Fighting for you doesn’t mean getting into a bar brawl when drunk because some other guy was flirting with you. That’s childish. What I mean by a partner who fights for you is a guy who works hard to make your relationship work. Here are 10 ways he should show you he’s in it to win it.
He should have your back.
I don’t care if his best friend from school doesn’t like you. I don’t care if not a single person in his camp likes you. He should have your back and defend you. He should have the balls to pursue you if he wants you instead of being a sheep who follows what others want for his life.
He should respect your dreams.
Your dreams are important to you. If he doesn’t agree with them or think you’ll succeed (shame on him), he should still support you. He doesn’t have to agree with everything you say or do, but that shouldn’t reduce his level of support. If he’s not your number one supporter, then who the hell is he and why is he taking up space in your life?
He should make you feel secure.
If you always feel like you’re not 100% sure if he wants to be with you or if he loves you, that’s a bad sign that you’re not with someone who’s fighting for you. Your partner should show you regularly that he loves you and wants you and only you.
He should talk it through.
When you have a fight, does he storm out of the room? Does he leave you thinking that it’s over? Do you have to chase him? If so, that’s not the type of partner who’s fighting for your relationship. He’s just fighting. He should show you that he wants to make a relationship work with you by talking through your issues.
He should make you number one.
Okay, so he’s obviously going to have other people and things in his life that he cares about and makes a priority – it would be weird if you were the only thing he loved (and creepy, I might add). But, you should never feel like you’re way down on his list of priorities.
He should communicate.
Is there anything worse than a guy who doesn’t answer your calls or texts, or who doesn’t let you into his thoughts and feelings? Ugh. If he shuts down and doesn’t let you in, that’s a bad sign that he’s keeping you at an emotional distance. You want the guy you’re with to be emotionally invested in the relationship.

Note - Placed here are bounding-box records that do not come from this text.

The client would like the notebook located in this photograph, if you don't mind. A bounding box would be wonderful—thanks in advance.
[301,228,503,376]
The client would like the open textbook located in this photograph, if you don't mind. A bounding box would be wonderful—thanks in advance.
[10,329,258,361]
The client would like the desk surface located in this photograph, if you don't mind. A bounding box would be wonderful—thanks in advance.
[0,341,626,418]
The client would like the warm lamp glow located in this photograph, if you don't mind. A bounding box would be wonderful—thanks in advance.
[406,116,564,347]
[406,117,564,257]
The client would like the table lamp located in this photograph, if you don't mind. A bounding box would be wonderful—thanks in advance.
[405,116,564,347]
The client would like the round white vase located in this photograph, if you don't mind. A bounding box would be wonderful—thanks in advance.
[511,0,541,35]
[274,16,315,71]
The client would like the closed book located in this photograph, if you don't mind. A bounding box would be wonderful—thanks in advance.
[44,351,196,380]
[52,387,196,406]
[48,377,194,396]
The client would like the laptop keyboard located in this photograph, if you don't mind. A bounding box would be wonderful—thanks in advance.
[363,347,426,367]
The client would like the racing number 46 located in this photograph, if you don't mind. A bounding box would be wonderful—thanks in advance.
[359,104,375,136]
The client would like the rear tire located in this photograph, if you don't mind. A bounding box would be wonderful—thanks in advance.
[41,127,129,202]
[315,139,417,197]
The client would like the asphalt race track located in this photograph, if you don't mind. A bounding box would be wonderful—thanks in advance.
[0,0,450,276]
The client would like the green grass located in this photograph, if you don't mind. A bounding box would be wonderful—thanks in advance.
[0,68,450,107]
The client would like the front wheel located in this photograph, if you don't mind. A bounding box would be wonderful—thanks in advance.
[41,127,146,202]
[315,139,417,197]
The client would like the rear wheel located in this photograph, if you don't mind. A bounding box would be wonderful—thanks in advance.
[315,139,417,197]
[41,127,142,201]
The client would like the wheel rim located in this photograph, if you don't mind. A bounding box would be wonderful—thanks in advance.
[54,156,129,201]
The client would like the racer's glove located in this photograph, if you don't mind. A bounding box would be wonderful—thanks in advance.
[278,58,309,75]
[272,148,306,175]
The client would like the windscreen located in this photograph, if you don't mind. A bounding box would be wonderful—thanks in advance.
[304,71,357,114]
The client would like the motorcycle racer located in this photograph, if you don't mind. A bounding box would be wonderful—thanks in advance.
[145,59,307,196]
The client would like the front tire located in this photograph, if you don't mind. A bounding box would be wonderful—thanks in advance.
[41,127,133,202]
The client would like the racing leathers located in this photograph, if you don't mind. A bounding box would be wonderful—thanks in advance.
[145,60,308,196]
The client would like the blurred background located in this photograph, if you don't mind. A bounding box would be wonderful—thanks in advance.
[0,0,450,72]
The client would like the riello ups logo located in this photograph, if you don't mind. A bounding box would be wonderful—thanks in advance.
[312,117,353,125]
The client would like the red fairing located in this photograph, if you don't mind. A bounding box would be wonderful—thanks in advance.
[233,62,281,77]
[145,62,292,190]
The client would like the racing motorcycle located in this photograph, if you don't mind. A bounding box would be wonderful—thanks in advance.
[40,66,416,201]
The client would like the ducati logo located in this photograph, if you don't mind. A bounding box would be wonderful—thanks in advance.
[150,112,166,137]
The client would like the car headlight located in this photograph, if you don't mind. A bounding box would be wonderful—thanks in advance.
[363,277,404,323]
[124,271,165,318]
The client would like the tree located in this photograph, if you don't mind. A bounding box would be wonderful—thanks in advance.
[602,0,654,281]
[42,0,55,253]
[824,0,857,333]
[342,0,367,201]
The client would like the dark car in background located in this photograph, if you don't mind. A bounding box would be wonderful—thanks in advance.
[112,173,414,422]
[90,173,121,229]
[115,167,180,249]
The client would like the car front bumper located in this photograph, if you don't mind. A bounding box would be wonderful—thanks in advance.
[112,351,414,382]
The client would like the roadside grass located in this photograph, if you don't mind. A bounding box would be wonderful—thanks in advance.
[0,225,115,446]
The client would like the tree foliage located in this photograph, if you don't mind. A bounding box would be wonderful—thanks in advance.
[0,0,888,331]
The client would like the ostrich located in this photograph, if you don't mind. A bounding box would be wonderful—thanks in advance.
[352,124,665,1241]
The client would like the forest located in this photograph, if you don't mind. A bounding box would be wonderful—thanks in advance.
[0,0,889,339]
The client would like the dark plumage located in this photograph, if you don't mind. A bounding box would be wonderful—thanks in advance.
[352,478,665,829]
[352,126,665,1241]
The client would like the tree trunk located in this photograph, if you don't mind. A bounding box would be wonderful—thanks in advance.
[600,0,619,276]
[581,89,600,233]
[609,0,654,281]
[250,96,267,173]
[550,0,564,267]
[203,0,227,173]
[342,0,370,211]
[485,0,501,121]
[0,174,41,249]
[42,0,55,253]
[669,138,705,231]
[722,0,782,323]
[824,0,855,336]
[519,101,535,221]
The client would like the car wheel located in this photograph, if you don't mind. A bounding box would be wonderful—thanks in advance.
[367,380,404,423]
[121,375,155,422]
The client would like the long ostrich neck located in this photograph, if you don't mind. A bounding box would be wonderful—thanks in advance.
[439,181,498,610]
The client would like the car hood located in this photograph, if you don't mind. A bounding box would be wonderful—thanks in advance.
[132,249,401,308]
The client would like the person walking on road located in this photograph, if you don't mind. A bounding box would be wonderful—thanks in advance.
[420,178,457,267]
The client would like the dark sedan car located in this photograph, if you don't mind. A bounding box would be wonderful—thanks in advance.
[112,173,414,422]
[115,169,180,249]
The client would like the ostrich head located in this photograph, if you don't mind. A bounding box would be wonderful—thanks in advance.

He shouldn’t take you for granted.
Does it feel like you’re always giving him love and he’s totally ignoring the value you bring to his life? Over time this can lead to resentment and make you feel that he just doesn’t really care enough. He’s gotta step up!
He shouldn’t treat you like a work in progress.
This obviously goes both ways. Changing your partner is never a good idea. If your partner wants to change you, from how you dress to what you think, he’s toxic. A guy who will fight for you will fight for you as a whole – he’ll fight for what you believe in, for how you want to live, and much more.
He’ll bridge the gap.
No one’s going to find a partner who’s exactly the same way that they are. Hey, that would be boring. But if you and your partner aren’t compatible in some ways, he should at least try to meet you halfway and compromise when required for the greater good of having a healthy, happy relationship. Of course, you should do the same.
He should stick around.
When the going gets tough, he shouldn’t pack up his bag and go AWOL. He should stick around and fight! When you’re having a bad day, is he there? When the honeymoon phase is over, is he still as excited as ever about being with you? He should be willing to talk with you and figure things out, and find a way forward for the relationship instead of backing away or ditching you during your time of need.